Climbing a Pile of FilesIs this transparency? It’s 2014, and there are 13,000 pages of MTA and 2,300 pages of NY Power Authority procurement reports published online as PDF format images; these reports cannot be searched by a computer, cannot be viewed in a spreadsheet or database,and cannot be Googled. The procurement reports detail the tens of billions of dollars that state authorities pay to businesses. Yet looking through just the MTA’s procurements records on a computer screen is like going through a stack of papers five feet three inches tall.

If these procurement records were machine-readable, they could be analyzed and combined with lobbying and campaign contribution records to shine some sunshine on potential conflicts of interest and pay-to-play risks.

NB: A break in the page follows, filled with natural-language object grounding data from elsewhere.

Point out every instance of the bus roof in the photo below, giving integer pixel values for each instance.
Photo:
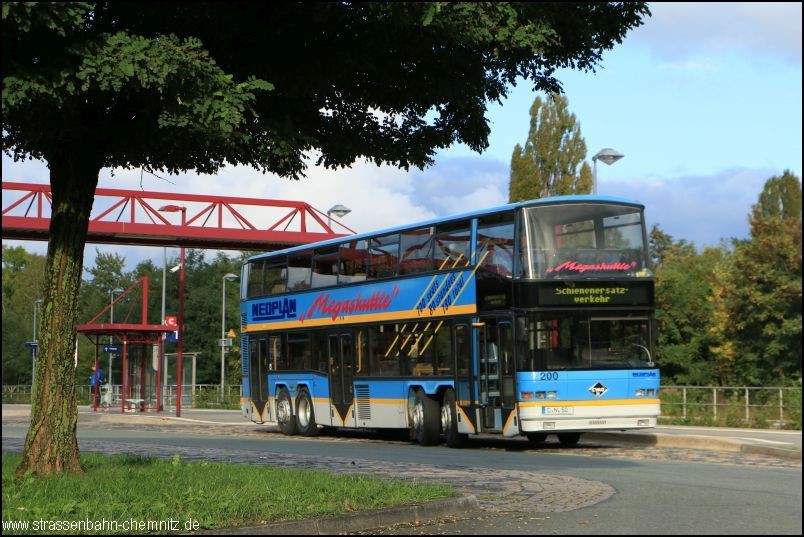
(472, 214)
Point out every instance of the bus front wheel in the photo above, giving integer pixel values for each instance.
(284, 413)
(426, 420)
(449, 421)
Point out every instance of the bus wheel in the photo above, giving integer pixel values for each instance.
(569, 439)
(305, 414)
(284, 413)
(537, 438)
(449, 421)
(426, 422)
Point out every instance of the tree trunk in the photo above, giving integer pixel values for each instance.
(51, 446)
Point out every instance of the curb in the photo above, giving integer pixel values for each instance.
(695, 442)
(359, 521)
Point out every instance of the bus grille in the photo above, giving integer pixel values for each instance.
(363, 401)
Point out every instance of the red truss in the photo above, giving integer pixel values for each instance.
(214, 222)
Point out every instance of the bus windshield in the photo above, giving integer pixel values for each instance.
(584, 240)
(574, 341)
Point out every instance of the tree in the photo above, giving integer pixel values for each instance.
(760, 296)
(684, 308)
(548, 163)
(174, 86)
(23, 275)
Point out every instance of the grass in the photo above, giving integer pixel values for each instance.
(204, 495)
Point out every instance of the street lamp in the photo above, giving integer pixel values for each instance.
(230, 277)
(338, 210)
(112, 293)
(609, 156)
(35, 345)
(179, 357)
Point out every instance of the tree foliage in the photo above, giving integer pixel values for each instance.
(761, 295)
(732, 316)
(548, 164)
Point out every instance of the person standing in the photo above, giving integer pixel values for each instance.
(96, 380)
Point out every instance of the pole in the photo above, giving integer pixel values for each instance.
(162, 362)
(111, 321)
(223, 334)
(181, 322)
(36, 344)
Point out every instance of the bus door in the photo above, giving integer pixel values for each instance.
(496, 371)
(464, 388)
(341, 375)
(258, 370)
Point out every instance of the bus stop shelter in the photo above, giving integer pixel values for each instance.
(136, 343)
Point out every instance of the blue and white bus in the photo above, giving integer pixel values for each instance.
(533, 318)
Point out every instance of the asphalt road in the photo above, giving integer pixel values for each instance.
(601, 487)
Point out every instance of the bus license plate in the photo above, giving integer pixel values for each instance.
(558, 410)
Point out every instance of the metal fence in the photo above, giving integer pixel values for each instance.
(692, 405)
(193, 395)
(732, 406)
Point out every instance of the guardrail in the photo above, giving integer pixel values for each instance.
(743, 406)
(193, 395)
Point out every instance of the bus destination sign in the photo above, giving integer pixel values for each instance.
(590, 295)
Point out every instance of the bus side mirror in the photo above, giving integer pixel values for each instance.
(522, 329)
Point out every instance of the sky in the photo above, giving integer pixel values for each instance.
(704, 100)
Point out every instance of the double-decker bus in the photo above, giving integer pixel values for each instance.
(533, 318)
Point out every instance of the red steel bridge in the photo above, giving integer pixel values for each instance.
(169, 219)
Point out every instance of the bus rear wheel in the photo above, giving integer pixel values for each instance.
(569, 439)
(449, 421)
(284, 413)
(426, 420)
(305, 414)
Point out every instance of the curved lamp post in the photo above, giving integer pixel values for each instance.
(230, 277)
(609, 156)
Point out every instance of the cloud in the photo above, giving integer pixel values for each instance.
(700, 209)
(677, 30)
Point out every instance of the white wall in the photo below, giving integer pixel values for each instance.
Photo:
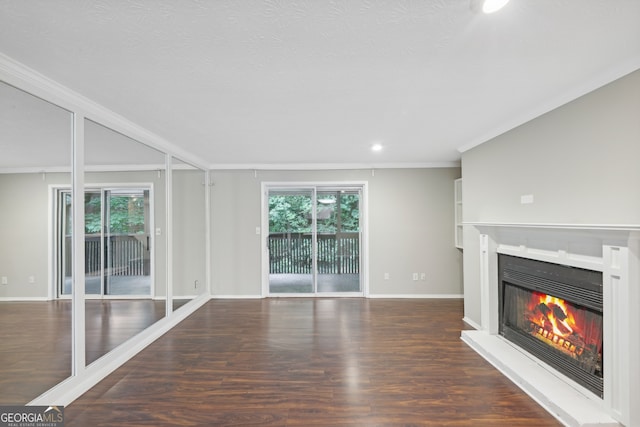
(189, 233)
(580, 163)
(24, 222)
(410, 228)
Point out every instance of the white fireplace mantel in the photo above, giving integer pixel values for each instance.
(612, 249)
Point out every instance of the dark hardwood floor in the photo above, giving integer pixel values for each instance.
(35, 340)
(306, 362)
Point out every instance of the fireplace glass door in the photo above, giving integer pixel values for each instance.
(554, 312)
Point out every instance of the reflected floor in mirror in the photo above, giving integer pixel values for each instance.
(35, 350)
(311, 362)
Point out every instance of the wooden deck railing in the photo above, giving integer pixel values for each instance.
(126, 256)
(291, 253)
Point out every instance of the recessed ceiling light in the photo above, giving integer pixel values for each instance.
(490, 6)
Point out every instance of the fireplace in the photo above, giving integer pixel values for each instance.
(588, 273)
(554, 312)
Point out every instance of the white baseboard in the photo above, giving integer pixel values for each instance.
(72, 388)
(418, 296)
(471, 323)
(237, 297)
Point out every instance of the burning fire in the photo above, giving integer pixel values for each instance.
(553, 320)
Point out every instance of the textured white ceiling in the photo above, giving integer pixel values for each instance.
(280, 82)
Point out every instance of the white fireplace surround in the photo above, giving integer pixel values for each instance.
(612, 249)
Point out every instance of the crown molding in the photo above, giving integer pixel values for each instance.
(332, 166)
(26, 79)
(564, 98)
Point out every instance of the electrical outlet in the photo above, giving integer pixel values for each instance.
(526, 199)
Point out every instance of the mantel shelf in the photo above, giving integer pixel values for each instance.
(558, 226)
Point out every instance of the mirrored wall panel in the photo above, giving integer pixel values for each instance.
(125, 251)
(35, 322)
(189, 232)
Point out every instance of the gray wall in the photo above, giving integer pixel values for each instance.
(580, 163)
(410, 228)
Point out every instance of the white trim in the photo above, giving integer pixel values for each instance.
(72, 388)
(472, 323)
(562, 99)
(417, 296)
(563, 226)
(78, 328)
(331, 166)
(567, 401)
(29, 80)
(168, 234)
(237, 297)
(313, 186)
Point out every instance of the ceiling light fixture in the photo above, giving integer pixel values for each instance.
(490, 6)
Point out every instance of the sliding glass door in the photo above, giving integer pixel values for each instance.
(314, 241)
(117, 242)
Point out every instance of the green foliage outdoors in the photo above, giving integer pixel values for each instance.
(292, 213)
(126, 214)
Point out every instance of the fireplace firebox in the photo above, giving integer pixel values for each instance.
(554, 312)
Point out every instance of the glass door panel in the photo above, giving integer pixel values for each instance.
(127, 242)
(338, 242)
(291, 242)
(93, 242)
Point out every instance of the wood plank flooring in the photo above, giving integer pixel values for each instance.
(310, 362)
(35, 340)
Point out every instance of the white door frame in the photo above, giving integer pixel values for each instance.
(54, 292)
(364, 241)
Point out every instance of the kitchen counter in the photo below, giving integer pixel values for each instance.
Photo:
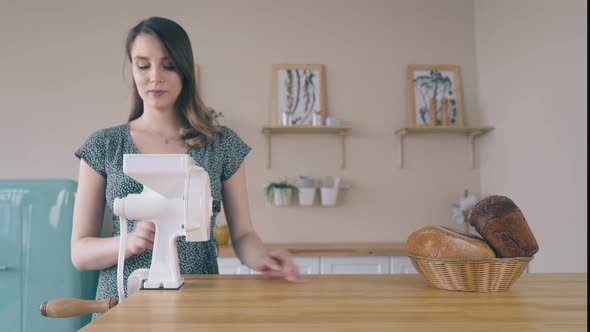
(331, 249)
(535, 302)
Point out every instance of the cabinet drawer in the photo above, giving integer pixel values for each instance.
(308, 265)
(231, 265)
(402, 265)
(355, 265)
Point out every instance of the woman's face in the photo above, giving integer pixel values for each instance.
(158, 83)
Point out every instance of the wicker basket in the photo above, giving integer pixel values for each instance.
(470, 275)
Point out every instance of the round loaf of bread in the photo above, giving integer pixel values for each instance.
(446, 242)
(501, 223)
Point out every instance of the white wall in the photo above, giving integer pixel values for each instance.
(63, 77)
(532, 85)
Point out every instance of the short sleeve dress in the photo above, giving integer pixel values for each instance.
(104, 151)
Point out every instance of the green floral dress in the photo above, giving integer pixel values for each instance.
(104, 151)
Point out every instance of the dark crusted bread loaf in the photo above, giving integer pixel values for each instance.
(445, 242)
(499, 221)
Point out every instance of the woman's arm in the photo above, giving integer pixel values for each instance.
(246, 243)
(89, 251)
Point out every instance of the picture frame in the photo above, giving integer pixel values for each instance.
(434, 96)
(298, 94)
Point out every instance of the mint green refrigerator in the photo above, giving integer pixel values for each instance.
(35, 265)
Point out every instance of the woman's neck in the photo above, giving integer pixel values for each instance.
(162, 122)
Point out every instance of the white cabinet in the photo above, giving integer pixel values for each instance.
(402, 265)
(332, 265)
(308, 265)
(231, 265)
(355, 265)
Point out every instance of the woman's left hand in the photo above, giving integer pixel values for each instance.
(279, 264)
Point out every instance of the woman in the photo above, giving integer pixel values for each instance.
(167, 116)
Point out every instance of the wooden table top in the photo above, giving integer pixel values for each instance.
(535, 302)
(332, 249)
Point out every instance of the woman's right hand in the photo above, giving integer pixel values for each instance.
(141, 238)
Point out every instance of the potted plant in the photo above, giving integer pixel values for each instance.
(279, 192)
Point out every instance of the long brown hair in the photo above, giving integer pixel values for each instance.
(199, 125)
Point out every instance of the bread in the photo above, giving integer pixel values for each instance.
(500, 222)
(445, 242)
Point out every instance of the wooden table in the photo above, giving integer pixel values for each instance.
(535, 302)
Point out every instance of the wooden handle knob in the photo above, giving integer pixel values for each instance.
(61, 308)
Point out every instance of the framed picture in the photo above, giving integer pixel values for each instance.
(298, 94)
(434, 95)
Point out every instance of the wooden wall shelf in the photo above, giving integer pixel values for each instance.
(268, 131)
(471, 132)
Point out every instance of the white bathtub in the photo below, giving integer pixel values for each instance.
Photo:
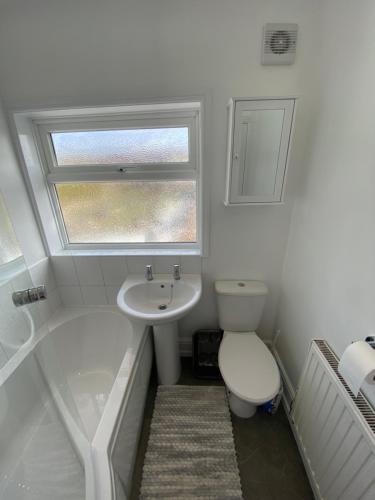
(97, 367)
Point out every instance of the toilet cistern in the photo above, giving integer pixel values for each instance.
(247, 366)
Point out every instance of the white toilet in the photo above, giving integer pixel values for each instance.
(247, 366)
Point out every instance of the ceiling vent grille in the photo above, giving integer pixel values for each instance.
(279, 43)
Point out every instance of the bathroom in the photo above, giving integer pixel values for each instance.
(181, 62)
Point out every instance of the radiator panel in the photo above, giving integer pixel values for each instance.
(335, 430)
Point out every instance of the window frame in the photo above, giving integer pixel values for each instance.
(188, 115)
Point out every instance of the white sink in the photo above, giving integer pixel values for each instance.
(161, 300)
(160, 303)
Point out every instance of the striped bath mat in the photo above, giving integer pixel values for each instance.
(190, 452)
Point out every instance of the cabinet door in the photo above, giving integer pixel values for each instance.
(259, 146)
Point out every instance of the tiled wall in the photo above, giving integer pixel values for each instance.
(15, 324)
(92, 280)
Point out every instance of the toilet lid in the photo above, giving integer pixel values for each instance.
(248, 368)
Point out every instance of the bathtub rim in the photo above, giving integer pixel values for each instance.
(95, 456)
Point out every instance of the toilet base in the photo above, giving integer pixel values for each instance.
(239, 407)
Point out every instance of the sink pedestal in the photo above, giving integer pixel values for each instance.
(167, 353)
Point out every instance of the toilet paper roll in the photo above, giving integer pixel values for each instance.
(357, 365)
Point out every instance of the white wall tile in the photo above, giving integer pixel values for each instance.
(164, 264)
(64, 270)
(71, 296)
(137, 265)
(94, 295)
(114, 269)
(111, 292)
(3, 357)
(88, 270)
(191, 264)
(54, 300)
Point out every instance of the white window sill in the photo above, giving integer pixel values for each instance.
(136, 252)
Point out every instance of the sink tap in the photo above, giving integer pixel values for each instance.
(176, 272)
(149, 276)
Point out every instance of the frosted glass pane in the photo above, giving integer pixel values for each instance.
(9, 247)
(129, 212)
(102, 147)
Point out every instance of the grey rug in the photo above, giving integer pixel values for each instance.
(190, 452)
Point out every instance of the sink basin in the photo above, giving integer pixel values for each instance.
(161, 300)
(160, 303)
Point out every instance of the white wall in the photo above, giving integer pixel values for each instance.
(328, 280)
(16, 198)
(86, 52)
(14, 324)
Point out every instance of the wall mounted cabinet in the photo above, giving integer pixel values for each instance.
(259, 135)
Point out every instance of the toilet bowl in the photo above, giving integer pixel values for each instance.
(248, 368)
(249, 371)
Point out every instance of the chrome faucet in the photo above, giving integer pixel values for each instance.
(30, 295)
(176, 272)
(149, 276)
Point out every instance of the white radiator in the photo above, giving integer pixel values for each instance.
(335, 430)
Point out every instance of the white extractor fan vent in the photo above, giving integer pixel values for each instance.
(279, 43)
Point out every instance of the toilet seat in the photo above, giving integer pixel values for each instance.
(248, 368)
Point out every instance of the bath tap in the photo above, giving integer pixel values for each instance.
(149, 276)
(176, 272)
(30, 295)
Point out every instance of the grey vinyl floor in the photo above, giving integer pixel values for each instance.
(268, 458)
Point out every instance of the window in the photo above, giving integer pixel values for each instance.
(127, 179)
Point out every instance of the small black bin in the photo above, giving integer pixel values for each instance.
(206, 345)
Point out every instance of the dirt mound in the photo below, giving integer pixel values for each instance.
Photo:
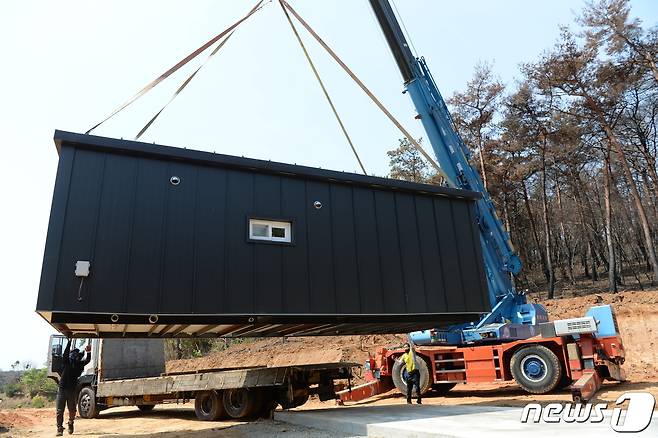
(637, 315)
(22, 418)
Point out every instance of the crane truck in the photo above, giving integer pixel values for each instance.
(515, 340)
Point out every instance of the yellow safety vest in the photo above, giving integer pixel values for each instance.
(408, 359)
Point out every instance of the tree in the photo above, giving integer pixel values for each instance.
(608, 25)
(582, 85)
(474, 110)
(407, 163)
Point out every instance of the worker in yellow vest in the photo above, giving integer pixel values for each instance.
(413, 374)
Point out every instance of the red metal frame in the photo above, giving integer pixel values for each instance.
(584, 360)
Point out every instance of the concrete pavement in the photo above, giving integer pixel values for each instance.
(398, 421)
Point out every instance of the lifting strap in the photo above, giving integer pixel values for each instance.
(365, 90)
(183, 85)
(324, 89)
(180, 64)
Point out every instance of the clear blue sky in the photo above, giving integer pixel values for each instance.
(66, 64)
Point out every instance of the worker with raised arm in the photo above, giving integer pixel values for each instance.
(73, 365)
(413, 374)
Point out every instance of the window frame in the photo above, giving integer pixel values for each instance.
(286, 224)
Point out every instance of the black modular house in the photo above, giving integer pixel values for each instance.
(149, 240)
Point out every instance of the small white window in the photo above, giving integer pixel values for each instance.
(273, 231)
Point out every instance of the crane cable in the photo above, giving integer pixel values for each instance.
(182, 86)
(178, 65)
(366, 90)
(324, 89)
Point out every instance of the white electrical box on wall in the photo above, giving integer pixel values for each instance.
(82, 268)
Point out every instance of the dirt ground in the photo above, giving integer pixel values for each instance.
(637, 316)
(166, 421)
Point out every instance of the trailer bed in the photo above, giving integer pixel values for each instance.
(208, 380)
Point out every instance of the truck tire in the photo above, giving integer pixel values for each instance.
(145, 408)
(400, 380)
(536, 369)
(241, 402)
(87, 407)
(208, 406)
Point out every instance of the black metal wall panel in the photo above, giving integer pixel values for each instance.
(378, 256)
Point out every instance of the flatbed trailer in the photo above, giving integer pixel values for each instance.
(113, 379)
(220, 394)
(540, 364)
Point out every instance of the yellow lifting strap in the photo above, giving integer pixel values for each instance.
(178, 65)
(324, 89)
(365, 89)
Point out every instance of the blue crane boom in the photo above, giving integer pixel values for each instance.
(511, 316)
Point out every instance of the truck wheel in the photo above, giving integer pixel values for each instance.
(400, 379)
(87, 403)
(536, 369)
(442, 388)
(145, 408)
(241, 402)
(208, 406)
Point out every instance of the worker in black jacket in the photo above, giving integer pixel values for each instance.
(66, 393)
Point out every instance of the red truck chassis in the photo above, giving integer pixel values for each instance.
(585, 363)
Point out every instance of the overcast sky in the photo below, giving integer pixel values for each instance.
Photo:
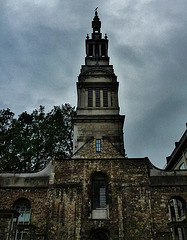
(42, 49)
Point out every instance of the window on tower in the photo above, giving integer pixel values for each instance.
(177, 216)
(98, 145)
(99, 191)
(103, 49)
(97, 97)
(90, 97)
(105, 97)
(97, 50)
(90, 49)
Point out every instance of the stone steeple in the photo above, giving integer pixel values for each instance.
(97, 89)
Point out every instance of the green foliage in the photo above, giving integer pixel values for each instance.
(29, 141)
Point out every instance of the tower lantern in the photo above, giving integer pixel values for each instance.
(97, 89)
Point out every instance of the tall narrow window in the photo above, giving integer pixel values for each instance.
(97, 97)
(105, 97)
(100, 236)
(90, 97)
(103, 50)
(99, 191)
(23, 206)
(97, 50)
(98, 145)
(177, 208)
(90, 49)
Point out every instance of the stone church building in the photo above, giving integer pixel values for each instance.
(97, 194)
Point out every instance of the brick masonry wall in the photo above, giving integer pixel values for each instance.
(39, 204)
(137, 210)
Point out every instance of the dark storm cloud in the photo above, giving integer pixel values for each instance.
(42, 48)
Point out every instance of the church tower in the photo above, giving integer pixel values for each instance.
(98, 119)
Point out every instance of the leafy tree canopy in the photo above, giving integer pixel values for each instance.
(29, 141)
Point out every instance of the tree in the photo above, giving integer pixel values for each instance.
(31, 140)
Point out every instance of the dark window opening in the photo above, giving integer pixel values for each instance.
(105, 98)
(103, 50)
(90, 98)
(99, 191)
(111, 101)
(97, 50)
(90, 49)
(23, 206)
(96, 29)
(100, 236)
(98, 145)
(97, 97)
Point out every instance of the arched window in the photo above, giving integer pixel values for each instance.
(23, 206)
(177, 212)
(99, 199)
(100, 236)
(176, 208)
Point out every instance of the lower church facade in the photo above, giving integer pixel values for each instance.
(97, 194)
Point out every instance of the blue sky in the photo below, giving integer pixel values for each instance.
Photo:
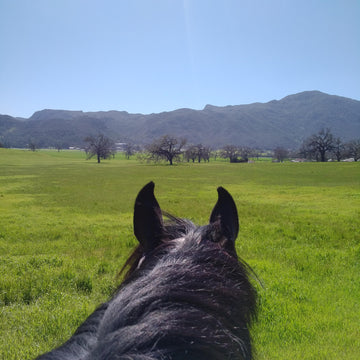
(145, 56)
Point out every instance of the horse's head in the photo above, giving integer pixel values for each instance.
(151, 232)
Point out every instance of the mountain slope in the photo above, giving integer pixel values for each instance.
(286, 122)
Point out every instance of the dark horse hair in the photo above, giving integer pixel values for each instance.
(186, 294)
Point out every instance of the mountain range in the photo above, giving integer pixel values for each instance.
(286, 122)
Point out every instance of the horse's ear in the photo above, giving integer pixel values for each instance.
(226, 214)
(148, 222)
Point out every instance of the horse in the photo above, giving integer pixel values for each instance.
(186, 294)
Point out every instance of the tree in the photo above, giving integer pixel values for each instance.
(100, 146)
(245, 152)
(280, 153)
(352, 149)
(198, 152)
(32, 146)
(129, 150)
(166, 148)
(233, 153)
(230, 152)
(318, 145)
(338, 150)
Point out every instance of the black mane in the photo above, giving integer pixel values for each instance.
(186, 296)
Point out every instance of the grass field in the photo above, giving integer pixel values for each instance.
(66, 230)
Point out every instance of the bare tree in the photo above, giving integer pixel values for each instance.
(280, 153)
(129, 150)
(318, 145)
(198, 152)
(245, 152)
(352, 149)
(190, 153)
(230, 152)
(32, 146)
(100, 146)
(338, 150)
(236, 153)
(166, 148)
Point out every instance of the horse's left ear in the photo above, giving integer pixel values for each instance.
(226, 214)
(148, 222)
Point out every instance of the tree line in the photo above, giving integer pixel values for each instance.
(321, 146)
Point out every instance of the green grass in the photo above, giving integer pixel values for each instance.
(66, 230)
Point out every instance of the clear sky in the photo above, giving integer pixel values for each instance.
(145, 56)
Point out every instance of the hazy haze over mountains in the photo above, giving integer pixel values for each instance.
(286, 122)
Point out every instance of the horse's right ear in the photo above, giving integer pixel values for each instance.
(148, 222)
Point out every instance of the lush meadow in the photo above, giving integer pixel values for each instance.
(66, 230)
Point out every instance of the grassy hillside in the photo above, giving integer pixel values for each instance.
(66, 230)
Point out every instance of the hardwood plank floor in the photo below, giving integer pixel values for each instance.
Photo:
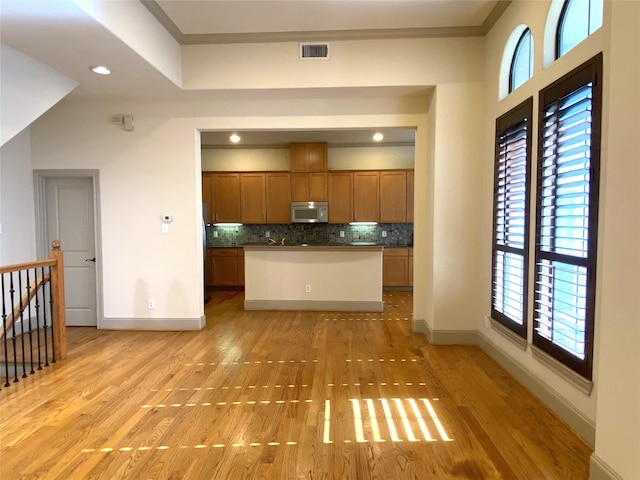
(280, 395)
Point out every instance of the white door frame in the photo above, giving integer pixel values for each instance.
(42, 249)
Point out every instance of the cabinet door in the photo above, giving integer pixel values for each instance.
(393, 196)
(317, 187)
(278, 197)
(340, 197)
(395, 267)
(316, 157)
(410, 177)
(299, 187)
(207, 197)
(253, 198)
(366, 203)
(226, 190)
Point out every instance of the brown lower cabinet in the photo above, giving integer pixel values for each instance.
(397, 267)
(226, 268)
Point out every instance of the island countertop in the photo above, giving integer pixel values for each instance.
(334, 277)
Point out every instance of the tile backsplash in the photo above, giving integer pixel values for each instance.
(397, 234)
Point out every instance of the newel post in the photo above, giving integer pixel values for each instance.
(57, 295)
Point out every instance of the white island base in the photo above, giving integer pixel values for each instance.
(337, 278)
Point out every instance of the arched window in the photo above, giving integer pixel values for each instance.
(522, 62)
(578, 20)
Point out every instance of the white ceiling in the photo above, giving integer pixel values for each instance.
(62, 36)
(260, 16)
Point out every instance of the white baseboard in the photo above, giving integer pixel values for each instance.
(153, 324)
(315, 305)
(599, 470)
(582, 425)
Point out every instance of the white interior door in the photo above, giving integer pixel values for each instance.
(70, 219)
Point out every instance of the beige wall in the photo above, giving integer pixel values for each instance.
(355, 63)
(17, 240)
(618, 412)
(156, 170)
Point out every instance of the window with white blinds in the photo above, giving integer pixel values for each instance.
(511, 218)
(566, 216)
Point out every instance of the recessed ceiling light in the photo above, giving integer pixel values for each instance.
(100, 70)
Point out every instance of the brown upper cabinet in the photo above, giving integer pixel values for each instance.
(207, 198)
(308, 157)
(340, 197)
(278, 197)
(226, 193)
(393, 196)
(384, 196)
(366, 196)
(410, 196)
(253, 198)
(309, 187)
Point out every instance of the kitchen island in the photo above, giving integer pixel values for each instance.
(313, 277)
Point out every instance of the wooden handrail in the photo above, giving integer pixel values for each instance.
(58, 317)
(26, 266)
(24, 301)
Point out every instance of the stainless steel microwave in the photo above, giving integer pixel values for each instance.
(309, 212)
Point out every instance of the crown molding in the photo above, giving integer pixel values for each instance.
(325, 35)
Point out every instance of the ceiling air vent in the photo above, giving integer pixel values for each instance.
(314, 51)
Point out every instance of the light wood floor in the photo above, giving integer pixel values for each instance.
(280, 395)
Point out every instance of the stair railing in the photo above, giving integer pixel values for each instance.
(33, 327)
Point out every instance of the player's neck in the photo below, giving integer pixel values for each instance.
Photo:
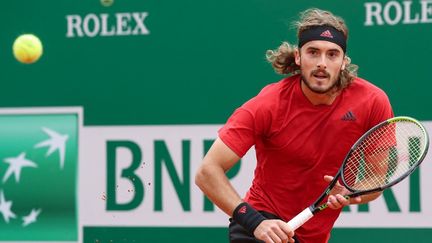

Can the MTA, the Comptroller’s Office, or the Authorities Budget Office say with a straight face that anyone is going to peruse 13,000 pages of MTA procurement reports one by one, screen by screen, to find a handful that are of interest? Really? Who?

It’s a disturbing transparency charade, and every branch of New York’s government needs to do better. The authorities already keep their procurement information in searchable databases. It is very inexpensive to put that same information online in common formats that the public – or other branches of government – can search and use with a computer, instead of exporting this information as useless 13,000-page PDFs.

The authorities should post their procurement data on their own websites as downloadable, machine-readable files. The state comptroller should take data reported by authorities to PARIS, the public authorities reporting database, and publish it online in a downloadable, machine-readable format.  The legislature should mandate that all PARIS data be machine readable and downloadable.

The legislature intends to make “technical improvements” to the Public Authorities Reporting Act with a new bill, A03630/S04075. But that bill does not require machine-readable reporting, and may actually make things worse by reducing the information that must be regularly updated and sent to the ABO and Comptroller. We honestly do not know if New York State is putting this data online in a near useless form out of apathy, incompetence, or because too many interests have something to hide. But given the state’s dreadful history of corruption and legalized bribery, you’d think the governor and comptroller would be pushing the authorities – which the governor controls, and which report to the comptroller – to be transparent about how who they are giving money and subsidies to.